A report by Paris, France-based Capgemini Consulting has concluded that outdated company cultures, which often create a disconnect between analogue management and digitally-savvy employees, are the number-one barrier to digital transformation – and that their influence is actually getting worse.
As noted by Claudia Crummenerl, Capgemini’s Germany-based head of executive leadership and change, in a June 8 post, when the multinational information technology consulting firm conducted a similar study in 2011, 55 per cent of respondents called culture the number one hurdle to digital transformation, a figure which has since risen to 62 per cent.

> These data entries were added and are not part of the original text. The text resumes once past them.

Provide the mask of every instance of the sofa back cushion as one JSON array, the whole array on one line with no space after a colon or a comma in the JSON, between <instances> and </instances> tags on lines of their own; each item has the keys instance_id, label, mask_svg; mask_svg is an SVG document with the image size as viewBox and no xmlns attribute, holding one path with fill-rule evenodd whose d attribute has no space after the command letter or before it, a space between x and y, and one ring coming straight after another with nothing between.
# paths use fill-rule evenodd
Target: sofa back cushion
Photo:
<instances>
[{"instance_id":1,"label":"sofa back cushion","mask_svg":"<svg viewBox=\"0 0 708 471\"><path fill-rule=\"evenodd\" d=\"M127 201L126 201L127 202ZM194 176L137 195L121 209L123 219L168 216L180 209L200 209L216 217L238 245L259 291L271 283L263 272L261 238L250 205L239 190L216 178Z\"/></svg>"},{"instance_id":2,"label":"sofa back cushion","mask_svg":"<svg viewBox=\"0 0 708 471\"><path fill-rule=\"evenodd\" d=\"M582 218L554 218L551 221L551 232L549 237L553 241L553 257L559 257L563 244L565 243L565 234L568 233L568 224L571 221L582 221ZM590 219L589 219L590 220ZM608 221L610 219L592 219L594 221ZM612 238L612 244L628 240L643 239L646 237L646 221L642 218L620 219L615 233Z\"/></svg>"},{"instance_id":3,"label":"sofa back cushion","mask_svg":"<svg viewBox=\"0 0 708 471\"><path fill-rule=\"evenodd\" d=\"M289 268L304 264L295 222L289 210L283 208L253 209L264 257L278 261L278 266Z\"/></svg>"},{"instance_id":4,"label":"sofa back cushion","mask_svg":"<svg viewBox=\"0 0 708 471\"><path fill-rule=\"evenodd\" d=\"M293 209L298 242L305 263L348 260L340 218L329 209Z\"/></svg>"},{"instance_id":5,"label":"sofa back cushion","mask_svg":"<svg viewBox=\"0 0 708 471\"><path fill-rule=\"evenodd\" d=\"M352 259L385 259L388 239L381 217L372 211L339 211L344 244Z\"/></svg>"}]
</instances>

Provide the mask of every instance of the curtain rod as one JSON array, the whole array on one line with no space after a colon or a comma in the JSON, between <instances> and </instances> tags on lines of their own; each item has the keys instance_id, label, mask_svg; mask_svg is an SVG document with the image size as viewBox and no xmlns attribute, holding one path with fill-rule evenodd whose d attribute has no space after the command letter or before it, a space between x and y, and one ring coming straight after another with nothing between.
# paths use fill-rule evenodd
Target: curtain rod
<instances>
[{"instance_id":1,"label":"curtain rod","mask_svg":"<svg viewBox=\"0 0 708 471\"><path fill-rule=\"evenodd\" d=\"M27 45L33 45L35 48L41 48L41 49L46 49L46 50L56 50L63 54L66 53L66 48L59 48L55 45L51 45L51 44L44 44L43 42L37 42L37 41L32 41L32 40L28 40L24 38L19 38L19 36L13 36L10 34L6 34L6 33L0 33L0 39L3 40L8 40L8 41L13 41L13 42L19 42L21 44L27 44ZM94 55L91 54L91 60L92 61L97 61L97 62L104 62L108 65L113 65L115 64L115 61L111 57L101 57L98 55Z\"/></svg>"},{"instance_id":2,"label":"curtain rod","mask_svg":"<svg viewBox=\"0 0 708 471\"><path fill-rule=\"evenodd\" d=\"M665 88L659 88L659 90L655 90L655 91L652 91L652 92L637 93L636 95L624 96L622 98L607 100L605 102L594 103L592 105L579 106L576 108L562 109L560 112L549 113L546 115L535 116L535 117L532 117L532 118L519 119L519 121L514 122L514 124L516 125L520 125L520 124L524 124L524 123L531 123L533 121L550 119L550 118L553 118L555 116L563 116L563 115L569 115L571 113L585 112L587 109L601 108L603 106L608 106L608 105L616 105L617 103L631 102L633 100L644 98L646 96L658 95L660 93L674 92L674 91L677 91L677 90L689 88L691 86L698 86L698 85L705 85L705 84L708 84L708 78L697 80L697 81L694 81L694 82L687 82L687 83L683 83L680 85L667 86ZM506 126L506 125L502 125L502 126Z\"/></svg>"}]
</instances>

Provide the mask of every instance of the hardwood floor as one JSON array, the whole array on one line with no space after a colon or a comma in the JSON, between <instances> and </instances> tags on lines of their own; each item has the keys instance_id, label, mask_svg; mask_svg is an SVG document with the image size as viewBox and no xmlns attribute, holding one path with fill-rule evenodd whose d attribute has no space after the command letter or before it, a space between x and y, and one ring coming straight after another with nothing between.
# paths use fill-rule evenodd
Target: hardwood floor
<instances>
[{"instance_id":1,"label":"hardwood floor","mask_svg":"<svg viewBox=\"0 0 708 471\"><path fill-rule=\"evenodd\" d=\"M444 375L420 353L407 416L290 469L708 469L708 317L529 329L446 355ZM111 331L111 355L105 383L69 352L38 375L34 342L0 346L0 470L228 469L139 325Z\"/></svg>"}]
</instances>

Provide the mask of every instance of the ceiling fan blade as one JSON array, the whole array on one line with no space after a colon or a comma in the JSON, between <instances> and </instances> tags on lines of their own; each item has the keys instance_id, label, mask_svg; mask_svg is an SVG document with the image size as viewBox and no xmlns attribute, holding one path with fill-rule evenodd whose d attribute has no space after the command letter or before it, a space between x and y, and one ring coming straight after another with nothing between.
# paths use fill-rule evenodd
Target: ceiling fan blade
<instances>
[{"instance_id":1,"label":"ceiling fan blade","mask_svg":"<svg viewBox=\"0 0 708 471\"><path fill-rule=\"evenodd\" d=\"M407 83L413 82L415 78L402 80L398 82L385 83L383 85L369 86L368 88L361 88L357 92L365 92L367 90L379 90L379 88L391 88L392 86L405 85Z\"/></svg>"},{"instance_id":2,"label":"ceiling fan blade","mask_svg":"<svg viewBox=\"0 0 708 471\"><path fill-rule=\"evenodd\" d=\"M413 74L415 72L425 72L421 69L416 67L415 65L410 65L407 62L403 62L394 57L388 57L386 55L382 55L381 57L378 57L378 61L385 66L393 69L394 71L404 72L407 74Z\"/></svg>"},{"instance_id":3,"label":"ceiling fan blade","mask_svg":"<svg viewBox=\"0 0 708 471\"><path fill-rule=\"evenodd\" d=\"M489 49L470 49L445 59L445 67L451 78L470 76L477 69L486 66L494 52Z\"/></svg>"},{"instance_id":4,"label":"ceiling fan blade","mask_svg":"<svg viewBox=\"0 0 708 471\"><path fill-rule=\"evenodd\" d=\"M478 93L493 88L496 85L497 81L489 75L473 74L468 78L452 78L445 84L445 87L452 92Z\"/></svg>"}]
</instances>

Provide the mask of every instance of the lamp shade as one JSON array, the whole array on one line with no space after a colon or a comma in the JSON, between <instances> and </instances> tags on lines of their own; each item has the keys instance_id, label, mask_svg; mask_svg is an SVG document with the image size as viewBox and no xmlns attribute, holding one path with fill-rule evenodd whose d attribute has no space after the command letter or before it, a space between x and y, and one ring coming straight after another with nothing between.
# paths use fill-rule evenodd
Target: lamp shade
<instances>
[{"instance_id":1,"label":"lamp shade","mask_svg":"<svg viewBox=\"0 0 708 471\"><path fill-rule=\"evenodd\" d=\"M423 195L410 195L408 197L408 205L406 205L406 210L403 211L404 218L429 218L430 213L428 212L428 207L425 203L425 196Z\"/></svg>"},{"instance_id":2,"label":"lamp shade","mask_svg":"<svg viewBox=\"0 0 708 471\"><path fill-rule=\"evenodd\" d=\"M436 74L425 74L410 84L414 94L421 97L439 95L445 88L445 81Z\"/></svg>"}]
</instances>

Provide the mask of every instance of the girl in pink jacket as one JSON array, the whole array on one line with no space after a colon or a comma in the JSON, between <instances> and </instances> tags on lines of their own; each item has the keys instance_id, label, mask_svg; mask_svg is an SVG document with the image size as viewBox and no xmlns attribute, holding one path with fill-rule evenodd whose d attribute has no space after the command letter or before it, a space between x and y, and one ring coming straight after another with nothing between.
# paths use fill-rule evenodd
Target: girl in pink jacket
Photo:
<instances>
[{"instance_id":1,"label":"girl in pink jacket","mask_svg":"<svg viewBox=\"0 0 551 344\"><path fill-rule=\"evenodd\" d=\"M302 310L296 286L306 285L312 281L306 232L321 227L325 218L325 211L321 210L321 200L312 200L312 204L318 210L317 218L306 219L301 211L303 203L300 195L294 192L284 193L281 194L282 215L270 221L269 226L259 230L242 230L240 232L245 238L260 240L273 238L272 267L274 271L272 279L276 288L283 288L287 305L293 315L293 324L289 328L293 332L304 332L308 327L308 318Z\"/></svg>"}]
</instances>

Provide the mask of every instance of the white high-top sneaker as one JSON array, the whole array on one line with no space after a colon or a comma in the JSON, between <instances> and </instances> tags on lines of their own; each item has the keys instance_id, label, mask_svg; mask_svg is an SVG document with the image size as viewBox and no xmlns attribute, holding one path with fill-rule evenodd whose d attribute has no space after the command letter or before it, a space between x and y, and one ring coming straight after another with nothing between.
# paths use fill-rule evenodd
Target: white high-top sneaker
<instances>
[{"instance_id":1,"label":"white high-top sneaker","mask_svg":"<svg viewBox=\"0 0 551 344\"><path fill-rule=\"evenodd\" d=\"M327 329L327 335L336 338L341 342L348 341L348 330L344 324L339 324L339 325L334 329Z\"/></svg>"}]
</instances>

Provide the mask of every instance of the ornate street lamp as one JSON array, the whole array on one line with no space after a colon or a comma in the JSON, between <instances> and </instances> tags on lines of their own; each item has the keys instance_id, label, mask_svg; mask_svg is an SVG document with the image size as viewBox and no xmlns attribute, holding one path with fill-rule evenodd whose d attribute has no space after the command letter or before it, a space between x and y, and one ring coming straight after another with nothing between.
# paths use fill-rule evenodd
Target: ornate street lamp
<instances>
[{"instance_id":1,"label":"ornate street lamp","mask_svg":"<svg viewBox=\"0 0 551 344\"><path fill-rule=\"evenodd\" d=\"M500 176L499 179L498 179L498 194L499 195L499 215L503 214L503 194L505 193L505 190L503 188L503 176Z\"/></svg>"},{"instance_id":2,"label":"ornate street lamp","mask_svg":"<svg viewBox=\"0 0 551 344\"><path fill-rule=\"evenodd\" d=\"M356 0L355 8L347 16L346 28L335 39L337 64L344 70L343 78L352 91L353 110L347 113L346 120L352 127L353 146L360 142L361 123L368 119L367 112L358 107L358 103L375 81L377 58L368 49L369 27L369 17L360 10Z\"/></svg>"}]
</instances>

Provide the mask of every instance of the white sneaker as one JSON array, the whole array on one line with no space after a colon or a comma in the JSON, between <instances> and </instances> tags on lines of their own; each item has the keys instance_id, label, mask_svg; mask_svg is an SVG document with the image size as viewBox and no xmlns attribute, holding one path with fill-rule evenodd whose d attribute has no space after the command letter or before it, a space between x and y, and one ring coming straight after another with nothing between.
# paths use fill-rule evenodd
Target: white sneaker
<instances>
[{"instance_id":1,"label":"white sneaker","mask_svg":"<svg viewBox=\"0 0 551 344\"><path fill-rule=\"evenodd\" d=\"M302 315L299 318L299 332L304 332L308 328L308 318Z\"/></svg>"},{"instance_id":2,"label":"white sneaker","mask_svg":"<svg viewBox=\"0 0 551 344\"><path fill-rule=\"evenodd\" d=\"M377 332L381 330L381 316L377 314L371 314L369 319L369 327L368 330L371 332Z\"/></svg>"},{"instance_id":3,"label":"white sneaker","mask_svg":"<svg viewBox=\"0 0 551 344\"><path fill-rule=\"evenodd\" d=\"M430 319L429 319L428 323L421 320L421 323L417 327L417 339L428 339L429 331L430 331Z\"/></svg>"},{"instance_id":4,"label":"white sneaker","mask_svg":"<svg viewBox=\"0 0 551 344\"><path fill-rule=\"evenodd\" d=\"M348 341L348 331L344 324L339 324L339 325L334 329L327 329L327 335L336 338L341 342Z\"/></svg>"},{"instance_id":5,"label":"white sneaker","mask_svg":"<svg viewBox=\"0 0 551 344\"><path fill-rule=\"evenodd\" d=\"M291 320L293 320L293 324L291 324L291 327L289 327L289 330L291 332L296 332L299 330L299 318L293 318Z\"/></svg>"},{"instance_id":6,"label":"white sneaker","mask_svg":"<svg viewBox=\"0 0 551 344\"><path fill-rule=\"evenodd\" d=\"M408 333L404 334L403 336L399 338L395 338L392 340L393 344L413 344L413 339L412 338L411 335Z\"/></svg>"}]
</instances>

“For most, cultural issues continue to block digital transformation and it’s a problem that’s worsening,” she wrote, calling cultural change “a pre-requisite that is beyond the grasp of many companies as they look to drive innovation and change through smart technologies and data.”
In its report, Capgemini identified four key reasons many companies struggle with implementing a digital culture:
- A firm’s leaders neglect, underestimate, or misunderstand the importance of culture in their digital transformation planning;
- The existing culture is so deeply ingrained that it becomes very difficult to effect change;
- Like customers, employees are becoming more digital and see first-hand when leadership lacks digital literacy, creating a disconnect that hampers the development of digital culture;
- Most behavioural change initiatives accomplish little because employees are not empowered to take on new challenges, not compensated for learning new expertise, and not incentivized to break new ground and build new models.
Other challenges identified by the report included the presence of archaic IT systems and applications, lack of digital skills, and lack of clear leadership vision.
To address the problem, Capgemini suggests that companies pursue seven key attributes, including customer centricity, data-driven decision making, and collaboration.
To produce its report, Capgemini surveyed 1700 people, including senior executives, managers, and rank-and-file employees, in 340 organizations across five sectors and eight countries, augmenting the results with interviews with academic experts.